И ты идешь среди всего этого, уже окончательно посвященный, ставший свободным и избавившийся от всех пут; увенчанный венками, ты совершаешь таинство вместе с другими святыми и чистыми мужами. Ты смотришь отсюда вниз на толпу нечистых и непосвященных, живущих в грязи и тумане, топчущих и теснящих друг друга, и пребывающих во зле из-за страха смерти и неверия в потустороннее благо" (Перевод мой. - И.П.)20.

Как видим, главным в мистериях было непосредственное переживание "потустороннего" божественного опыта, что давало мистам надежду на его повторение в посмертном существовании души.

Такой же "потусторонний опыт" переживали и посвящаемые в дионисийские таинства: неистовые вакхические пляски под музыку тимпанов, кимвалов и флейт доводили мистов до экстаза (в буквальном смысле ekstasis, "исступление"), "в силу которого человеку казалось, что его душа оставляет тело и самобытно уносится в неведомые миры"21.

Если с этой точки зрения взглянуть на описанное выше "дело о вакханалиях", то мы увидим в позиции римского сената непонимание самой сущности таинств: вакханалии истолковываются прежде всего как отправление "вредного" и "порочного" обряда, а их "психоделическая" подоплека, связанная с вопросами посмертной жизни, остается абсолютно закрытой для блюстителей нравственности. Это связано с тем, что вопросы посмертного существования души до некоторой поры совсем не занимают римское религиозное сознание.

Несмотря на то что римской религии были известны подземные божества, очень долгое время в Риме не существовало никаких представлений о посмертной жизни души и о какой-то связи пороков и добродетелей с карой или наградой после смерти22. Отношения с богами были основаны на обрядности и, значит, прежде всего на идее коллективного общения с ними: индивидуальное и "неформальное" общение с "потусторонним", способом достижения которого были мистерии, в римской религии никак не практиковалось.
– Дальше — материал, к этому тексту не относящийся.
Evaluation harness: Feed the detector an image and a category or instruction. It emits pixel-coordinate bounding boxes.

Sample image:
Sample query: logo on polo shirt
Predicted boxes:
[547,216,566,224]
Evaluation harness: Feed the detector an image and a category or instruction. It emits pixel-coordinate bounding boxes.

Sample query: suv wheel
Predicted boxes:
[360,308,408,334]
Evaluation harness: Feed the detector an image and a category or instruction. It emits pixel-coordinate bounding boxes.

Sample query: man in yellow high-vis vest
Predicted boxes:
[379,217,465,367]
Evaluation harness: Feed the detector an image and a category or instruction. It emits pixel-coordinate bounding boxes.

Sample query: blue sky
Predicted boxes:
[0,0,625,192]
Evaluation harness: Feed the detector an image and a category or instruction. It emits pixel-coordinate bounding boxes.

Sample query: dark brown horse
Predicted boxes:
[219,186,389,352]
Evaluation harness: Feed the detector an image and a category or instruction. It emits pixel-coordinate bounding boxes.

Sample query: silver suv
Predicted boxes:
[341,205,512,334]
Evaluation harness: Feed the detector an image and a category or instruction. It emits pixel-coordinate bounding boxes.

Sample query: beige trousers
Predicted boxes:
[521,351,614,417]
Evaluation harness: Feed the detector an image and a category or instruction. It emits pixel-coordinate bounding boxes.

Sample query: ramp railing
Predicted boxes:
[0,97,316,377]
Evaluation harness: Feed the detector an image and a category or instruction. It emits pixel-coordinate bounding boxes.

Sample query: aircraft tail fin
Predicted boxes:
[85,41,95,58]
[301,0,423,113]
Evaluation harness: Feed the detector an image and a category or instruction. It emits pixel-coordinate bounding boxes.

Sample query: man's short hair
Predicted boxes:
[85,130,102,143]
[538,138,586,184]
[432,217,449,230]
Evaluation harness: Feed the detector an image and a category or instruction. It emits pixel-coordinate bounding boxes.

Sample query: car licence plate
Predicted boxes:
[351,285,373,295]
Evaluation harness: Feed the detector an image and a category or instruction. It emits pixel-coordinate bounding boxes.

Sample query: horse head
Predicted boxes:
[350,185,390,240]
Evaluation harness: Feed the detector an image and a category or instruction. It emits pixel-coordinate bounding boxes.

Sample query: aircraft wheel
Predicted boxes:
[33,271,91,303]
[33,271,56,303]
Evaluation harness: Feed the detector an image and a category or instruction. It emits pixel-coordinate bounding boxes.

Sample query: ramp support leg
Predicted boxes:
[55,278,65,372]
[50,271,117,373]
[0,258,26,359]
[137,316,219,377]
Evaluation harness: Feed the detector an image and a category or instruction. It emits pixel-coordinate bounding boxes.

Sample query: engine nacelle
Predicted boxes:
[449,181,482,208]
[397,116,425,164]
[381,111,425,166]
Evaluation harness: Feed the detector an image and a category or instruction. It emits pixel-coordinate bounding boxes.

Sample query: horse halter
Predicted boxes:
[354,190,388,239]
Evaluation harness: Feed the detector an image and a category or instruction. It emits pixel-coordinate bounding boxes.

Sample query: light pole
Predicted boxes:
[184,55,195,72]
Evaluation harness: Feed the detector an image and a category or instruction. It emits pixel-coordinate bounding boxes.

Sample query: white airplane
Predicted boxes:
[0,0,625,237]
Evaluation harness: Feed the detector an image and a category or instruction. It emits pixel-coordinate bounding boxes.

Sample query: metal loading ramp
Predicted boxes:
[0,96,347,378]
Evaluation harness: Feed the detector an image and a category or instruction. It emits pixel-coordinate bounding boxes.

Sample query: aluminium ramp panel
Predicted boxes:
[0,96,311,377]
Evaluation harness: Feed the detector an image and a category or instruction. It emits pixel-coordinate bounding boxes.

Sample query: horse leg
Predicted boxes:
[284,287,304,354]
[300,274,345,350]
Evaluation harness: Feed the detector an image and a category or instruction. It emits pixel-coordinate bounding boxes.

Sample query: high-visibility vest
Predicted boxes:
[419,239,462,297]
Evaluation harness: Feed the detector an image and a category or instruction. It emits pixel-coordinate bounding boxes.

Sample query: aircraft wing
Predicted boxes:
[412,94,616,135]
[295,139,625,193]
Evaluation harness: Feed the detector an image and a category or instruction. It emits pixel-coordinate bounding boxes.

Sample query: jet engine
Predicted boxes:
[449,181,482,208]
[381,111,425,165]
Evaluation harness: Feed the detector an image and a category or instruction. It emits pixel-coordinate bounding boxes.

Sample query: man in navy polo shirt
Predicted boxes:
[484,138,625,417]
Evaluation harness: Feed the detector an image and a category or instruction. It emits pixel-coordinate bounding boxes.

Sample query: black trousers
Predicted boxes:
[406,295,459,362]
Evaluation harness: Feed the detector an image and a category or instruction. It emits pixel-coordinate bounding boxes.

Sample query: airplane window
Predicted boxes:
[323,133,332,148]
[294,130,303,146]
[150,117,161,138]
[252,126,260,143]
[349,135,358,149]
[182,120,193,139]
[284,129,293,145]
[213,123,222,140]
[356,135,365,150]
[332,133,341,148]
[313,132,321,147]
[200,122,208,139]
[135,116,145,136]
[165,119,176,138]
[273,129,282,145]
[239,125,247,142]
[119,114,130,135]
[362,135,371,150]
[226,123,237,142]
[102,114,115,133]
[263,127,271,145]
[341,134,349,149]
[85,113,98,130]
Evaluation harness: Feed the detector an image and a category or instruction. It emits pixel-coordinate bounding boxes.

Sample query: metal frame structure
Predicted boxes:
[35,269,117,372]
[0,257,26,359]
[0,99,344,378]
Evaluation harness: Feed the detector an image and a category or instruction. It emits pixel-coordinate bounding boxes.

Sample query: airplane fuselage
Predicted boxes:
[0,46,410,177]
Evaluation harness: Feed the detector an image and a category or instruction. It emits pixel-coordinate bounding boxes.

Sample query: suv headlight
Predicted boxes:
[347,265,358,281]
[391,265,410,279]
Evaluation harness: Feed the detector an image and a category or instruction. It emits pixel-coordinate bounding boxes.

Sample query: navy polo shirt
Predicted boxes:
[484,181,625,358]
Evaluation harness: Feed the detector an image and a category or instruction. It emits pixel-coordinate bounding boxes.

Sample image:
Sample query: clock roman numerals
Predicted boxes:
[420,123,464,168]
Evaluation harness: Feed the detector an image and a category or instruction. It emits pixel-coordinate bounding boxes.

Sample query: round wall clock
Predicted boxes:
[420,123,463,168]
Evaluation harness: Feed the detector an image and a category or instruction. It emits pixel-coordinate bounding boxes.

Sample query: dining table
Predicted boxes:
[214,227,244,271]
Любопытным знаком такого отношения к богам было удивление римлян поведением упомянутого Сципиона Африканского: он каждый день приходил в храм на Капитолии и некоторое время пребывал там в одиночестве и безмолвии, как бы молчаливо общаясь с богами; в результате римляне решили, что это "муж божественный" и божественного происхождения23.

В Греции уже в VI в. до н. э. возникает достаточно стройное учение орфиков, посвященное именно "божественному" происхождению души, ее "падению" и возвращению в прежнее "небесное" состояние. В орфическом учении восточные влияния (представление о переселении души в разные тела) переплелись с интеллектуальным переосмыслением древних мифов и мистериальной практики.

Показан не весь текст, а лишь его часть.